El ex secretario de estado Dick Cheney sugirió que Sadam puso ahí a los civiles. La guerra-espectáculo del Golfo, inaugura la saga a la que estamos acostumbrados, algo ya natural y sin consecuencias para los criminales que las promueven. Sin embargo, hay algo de placentero en la guerra de propaganda: observarla en tiempo real te hace partícipe, lo que democratiza el acceso a la información y globaliza los sentimientos de aversión sectaria. Entre lágrimas, las niñas de bien americanas despedían a sus guerreros, mientras los comandos europeos maniataban a los militares del bigote en un desierto kuwaití.
La destrucción afectó a casi todas las centrales eléctricas del país, más de un centenar de puentes, y todo su tejido industrial. ¿Qué contarán los libros de historia cien años más tarde, cuando cese la censura?
¿Os acordáis de la guerra sin nombre?; se pregunta una chica iraquí en la magnética serie documental Homeland, Irak año 0 (Abbas Fahdel), que narra la invasión del 2003. Es de suponer que se refería a la primera guerra retransmitida en directo. El visionado de esta obra aporta más que cualquier libro de texto, sin embargo, la realidad del dolor no se puede soportar con facilidad. Es como un destello que impide aguantar la mirada. Hay personas a las que arrancan la vida, y sin embargo quedan en la memoria, pero las invasiones producidas sobre el país árabe también se dirigen a arrasar su cultura, de ahí el saqueo de todos los museos y lugares históricos.
Siempre hay motivos para volver a Oriente Próximo. ¿Tendremos una tercera guerra mundial (TGM)?, preguntan tras el asesinato de Qasem Soleimaini. Cuando invadieron Siria surgió la misma duda. Tras el derribo de las torres gemelas, se barruntaba el inicio del fin. Tañían las campanas del apocalipsis tras la invasión de Afganistán. La TGM es un fatalismo milenarista que aturde a las sociedades democráticas. Sin embargo, desde Irak, Libia, Siria, Afganistán, Palestina o Líbano ya han padecido 4 o 5 terceras guerras mundiales.
En Oriente Próximo siempre hay un país al que liberar de un sátrapa persa, como en América latina una nación la que sacudir del yugo socialista. Ambas "regiones geográficas" son dos preocupaciones que acechan al hombre libre, tan preocupado por el bienestar de los oprimidos.

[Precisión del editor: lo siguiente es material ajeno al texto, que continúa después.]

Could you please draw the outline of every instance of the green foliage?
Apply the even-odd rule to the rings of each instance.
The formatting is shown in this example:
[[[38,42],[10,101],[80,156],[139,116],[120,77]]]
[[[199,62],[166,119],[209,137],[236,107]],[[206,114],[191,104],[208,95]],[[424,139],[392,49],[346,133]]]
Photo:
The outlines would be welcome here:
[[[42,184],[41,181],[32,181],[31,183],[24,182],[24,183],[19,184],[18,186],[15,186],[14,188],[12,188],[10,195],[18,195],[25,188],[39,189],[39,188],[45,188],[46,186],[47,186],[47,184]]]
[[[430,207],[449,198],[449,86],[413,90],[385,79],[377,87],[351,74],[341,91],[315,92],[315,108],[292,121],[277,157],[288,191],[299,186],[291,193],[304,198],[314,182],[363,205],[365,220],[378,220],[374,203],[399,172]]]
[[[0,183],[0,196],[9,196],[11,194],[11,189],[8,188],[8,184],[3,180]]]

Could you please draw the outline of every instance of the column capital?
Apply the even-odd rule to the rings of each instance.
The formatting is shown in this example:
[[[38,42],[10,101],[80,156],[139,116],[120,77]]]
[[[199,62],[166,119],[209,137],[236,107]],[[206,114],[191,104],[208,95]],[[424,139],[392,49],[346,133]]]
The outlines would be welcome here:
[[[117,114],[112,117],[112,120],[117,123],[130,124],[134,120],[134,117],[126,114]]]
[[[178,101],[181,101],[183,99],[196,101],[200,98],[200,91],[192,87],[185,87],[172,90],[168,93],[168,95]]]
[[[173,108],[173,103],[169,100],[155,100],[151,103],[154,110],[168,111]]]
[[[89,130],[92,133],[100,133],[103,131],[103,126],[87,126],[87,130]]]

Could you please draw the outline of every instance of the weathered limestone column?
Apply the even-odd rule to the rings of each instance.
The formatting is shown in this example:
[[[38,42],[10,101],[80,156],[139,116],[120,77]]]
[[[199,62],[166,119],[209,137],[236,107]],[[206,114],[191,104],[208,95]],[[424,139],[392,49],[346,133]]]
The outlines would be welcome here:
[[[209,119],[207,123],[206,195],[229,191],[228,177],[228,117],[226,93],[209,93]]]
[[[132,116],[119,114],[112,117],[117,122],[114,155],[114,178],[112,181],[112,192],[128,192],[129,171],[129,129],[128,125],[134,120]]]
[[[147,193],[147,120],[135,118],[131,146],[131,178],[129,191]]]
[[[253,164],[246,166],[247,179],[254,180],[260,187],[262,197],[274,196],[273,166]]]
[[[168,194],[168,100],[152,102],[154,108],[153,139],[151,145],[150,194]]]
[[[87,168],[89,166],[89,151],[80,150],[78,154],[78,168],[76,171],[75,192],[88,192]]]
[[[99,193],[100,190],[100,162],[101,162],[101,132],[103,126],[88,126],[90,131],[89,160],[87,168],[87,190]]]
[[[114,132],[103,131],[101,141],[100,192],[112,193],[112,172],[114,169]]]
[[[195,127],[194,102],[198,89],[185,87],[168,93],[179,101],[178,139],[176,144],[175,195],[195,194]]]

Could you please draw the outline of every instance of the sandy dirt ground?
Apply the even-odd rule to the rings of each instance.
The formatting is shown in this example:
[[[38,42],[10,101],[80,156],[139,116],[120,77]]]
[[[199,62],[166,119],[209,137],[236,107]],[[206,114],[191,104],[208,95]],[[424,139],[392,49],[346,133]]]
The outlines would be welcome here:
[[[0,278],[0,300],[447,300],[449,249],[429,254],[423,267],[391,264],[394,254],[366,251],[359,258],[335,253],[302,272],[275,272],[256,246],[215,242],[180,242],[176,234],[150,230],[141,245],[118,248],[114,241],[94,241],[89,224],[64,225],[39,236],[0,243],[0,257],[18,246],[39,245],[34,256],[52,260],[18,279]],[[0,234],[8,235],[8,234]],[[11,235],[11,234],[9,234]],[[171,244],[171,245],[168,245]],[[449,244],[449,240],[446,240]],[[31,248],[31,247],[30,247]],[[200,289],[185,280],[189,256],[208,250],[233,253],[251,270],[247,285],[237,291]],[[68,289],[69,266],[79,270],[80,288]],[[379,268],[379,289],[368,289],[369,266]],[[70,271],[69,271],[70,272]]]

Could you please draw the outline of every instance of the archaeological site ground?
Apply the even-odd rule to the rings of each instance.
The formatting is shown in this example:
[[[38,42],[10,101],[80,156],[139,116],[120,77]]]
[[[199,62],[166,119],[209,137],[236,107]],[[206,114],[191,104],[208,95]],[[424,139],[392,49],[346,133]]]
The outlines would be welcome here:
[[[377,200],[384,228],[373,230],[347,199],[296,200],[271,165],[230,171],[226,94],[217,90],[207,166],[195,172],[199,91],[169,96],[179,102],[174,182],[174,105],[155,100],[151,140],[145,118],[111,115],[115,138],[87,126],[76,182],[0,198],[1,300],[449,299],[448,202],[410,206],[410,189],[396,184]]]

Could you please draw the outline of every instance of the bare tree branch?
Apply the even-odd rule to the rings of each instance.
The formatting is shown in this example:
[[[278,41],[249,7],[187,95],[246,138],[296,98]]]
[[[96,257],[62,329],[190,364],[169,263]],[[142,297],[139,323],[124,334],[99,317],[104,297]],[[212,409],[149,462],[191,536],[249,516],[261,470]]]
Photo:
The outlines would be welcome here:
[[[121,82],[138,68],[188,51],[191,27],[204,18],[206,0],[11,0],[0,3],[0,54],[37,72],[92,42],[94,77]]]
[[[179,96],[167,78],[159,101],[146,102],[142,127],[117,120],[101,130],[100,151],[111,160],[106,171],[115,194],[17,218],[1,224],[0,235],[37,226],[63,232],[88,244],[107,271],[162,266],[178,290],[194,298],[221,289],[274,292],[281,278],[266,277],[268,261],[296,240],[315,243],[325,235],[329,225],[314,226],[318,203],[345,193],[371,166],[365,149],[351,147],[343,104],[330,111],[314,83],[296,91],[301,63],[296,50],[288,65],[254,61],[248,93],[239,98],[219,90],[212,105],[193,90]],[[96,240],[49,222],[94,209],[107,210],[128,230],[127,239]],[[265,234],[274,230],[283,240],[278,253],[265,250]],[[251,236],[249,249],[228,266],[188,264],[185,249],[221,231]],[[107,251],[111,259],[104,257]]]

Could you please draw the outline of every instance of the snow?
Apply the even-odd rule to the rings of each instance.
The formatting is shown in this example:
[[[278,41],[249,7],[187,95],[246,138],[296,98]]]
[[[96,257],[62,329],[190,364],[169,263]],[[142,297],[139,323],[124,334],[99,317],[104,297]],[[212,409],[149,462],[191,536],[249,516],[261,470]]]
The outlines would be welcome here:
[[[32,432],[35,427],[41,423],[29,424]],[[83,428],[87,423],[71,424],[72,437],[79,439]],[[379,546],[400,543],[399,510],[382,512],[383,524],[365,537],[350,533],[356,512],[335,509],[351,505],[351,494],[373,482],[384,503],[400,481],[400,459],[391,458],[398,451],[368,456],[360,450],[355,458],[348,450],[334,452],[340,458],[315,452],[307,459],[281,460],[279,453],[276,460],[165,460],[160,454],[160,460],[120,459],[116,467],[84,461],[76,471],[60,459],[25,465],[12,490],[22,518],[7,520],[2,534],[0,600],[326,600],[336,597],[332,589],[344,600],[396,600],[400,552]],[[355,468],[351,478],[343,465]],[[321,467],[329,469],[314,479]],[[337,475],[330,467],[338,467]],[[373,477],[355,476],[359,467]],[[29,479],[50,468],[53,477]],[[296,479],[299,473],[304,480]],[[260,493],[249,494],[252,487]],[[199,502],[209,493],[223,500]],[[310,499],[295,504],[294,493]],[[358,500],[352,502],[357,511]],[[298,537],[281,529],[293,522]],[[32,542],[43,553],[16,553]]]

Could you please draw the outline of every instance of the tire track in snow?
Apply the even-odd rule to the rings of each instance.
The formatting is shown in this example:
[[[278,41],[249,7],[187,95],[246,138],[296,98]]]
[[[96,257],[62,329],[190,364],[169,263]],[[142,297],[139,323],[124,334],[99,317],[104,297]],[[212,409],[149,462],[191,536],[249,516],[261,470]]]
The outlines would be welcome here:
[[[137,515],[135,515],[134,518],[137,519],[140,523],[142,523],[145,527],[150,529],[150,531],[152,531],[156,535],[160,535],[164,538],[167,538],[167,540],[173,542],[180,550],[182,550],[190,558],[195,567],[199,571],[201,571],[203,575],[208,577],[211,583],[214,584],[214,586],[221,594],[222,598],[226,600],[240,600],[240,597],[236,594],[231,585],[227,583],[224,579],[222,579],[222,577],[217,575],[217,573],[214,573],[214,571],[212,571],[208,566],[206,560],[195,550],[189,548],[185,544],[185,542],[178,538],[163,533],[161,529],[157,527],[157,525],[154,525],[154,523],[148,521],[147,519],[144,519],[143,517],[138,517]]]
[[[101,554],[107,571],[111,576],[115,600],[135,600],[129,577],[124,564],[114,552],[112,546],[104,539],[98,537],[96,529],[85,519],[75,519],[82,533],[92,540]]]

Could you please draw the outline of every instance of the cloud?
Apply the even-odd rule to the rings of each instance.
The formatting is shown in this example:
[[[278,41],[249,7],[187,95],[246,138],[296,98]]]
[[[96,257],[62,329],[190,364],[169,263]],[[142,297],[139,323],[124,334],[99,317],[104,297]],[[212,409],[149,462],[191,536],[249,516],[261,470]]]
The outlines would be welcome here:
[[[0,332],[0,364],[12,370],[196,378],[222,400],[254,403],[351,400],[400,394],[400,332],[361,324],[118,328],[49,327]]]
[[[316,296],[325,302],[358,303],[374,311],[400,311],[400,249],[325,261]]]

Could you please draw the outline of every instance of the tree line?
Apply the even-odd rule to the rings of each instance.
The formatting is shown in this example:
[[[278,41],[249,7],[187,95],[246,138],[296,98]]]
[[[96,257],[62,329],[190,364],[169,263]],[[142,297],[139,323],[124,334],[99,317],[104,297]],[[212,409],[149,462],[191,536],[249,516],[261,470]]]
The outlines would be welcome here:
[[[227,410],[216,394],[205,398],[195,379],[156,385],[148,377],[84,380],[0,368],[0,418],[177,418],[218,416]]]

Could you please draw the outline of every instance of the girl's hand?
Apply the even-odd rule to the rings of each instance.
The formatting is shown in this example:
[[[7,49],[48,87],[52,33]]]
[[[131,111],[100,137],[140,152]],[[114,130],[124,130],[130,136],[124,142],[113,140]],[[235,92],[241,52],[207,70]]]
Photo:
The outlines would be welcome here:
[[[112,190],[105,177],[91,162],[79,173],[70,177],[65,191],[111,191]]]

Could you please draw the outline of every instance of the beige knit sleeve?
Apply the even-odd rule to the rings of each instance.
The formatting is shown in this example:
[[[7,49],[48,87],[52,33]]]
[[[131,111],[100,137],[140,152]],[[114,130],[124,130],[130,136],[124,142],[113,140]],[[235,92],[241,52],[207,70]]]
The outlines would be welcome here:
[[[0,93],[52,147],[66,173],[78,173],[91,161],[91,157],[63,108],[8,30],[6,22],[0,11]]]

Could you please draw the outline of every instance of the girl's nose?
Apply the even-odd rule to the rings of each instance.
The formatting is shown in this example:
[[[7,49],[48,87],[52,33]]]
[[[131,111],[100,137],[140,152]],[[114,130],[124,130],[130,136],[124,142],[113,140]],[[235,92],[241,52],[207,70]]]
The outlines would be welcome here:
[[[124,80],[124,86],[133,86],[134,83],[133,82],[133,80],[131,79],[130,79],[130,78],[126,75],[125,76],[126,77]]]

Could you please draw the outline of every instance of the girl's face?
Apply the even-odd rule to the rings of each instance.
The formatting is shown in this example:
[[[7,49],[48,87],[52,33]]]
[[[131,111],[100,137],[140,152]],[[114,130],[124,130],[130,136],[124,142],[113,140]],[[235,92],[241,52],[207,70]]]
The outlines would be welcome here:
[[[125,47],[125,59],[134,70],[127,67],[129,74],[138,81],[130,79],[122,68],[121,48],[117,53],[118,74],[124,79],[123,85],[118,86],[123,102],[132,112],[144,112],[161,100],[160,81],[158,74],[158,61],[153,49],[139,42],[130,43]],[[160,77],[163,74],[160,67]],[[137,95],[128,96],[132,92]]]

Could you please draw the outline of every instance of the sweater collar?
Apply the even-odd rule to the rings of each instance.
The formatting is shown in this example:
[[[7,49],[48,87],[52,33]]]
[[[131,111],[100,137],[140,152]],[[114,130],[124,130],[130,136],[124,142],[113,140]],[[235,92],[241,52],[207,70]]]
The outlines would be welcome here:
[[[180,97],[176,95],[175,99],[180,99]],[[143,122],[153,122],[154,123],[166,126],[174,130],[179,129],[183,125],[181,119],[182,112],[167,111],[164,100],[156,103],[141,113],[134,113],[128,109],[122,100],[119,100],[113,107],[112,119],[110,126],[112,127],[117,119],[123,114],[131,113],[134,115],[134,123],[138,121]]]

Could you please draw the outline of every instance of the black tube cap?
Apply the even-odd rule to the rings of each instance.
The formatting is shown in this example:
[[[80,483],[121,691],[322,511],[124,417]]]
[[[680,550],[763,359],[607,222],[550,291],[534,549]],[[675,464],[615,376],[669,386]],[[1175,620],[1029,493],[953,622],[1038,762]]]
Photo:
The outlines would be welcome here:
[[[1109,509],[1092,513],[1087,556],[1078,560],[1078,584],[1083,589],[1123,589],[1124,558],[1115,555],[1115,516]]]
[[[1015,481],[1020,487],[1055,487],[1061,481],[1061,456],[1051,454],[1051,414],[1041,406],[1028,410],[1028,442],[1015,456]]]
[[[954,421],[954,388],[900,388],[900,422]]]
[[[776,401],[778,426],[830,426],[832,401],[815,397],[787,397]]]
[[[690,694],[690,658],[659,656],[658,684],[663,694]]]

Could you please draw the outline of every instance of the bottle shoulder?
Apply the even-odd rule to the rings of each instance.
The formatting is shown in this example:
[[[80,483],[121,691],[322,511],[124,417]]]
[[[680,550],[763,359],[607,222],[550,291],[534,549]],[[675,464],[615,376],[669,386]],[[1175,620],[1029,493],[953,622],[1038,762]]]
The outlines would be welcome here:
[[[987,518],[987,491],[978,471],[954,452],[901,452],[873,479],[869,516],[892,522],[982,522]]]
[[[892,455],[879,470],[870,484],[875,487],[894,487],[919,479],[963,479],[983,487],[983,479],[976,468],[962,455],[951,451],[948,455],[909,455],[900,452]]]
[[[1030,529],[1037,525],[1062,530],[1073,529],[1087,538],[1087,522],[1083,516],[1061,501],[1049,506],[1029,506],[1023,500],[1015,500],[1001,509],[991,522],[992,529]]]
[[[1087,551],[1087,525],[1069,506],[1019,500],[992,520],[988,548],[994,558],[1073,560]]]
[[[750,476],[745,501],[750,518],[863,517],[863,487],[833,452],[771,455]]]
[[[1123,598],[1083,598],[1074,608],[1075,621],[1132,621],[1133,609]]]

Hay algo de pasivo en observar las guerras ajenas, y también un punto de entretenimiento. Los manifiestos antibélicos parecen un ejercicio superfluo e inútil, pero en realidad tienen una capacidad de disuasión enorme. En Senderos de Gloria, Kirk Douglas grita: ¡el patriotismo es el último refugio de un canalla! Un hijo de inmigrantes judíos como él, quien malvivió en las calles de Nueva York, conoce el perfecto valor de la patria cuando se sublima, y también lo que sucede cuando algunos canallas se refugian en una bandera.
Hemos asistido a varias guerras mundiales en forma de vídeo juegos, sin embargo, es aconsejable que los niños y las niñas europeos estudien los fotogramas de Homeland, Irak año 0, o Senderos de Gloria, para tener así unos técnicos de calidad. Todo humanista con ciertos conocimientos científicos reconoce que el odio está hecho de una materia oscura que reposa en las personas. Sin embargo, no se percibe, porque esa materia oscura no emite radiaciones aparentes, y solo en momentos de tensión, se manifiestan las ondas tóxicas. El peligro de la guerra es lo que se incuba en periodos de paz.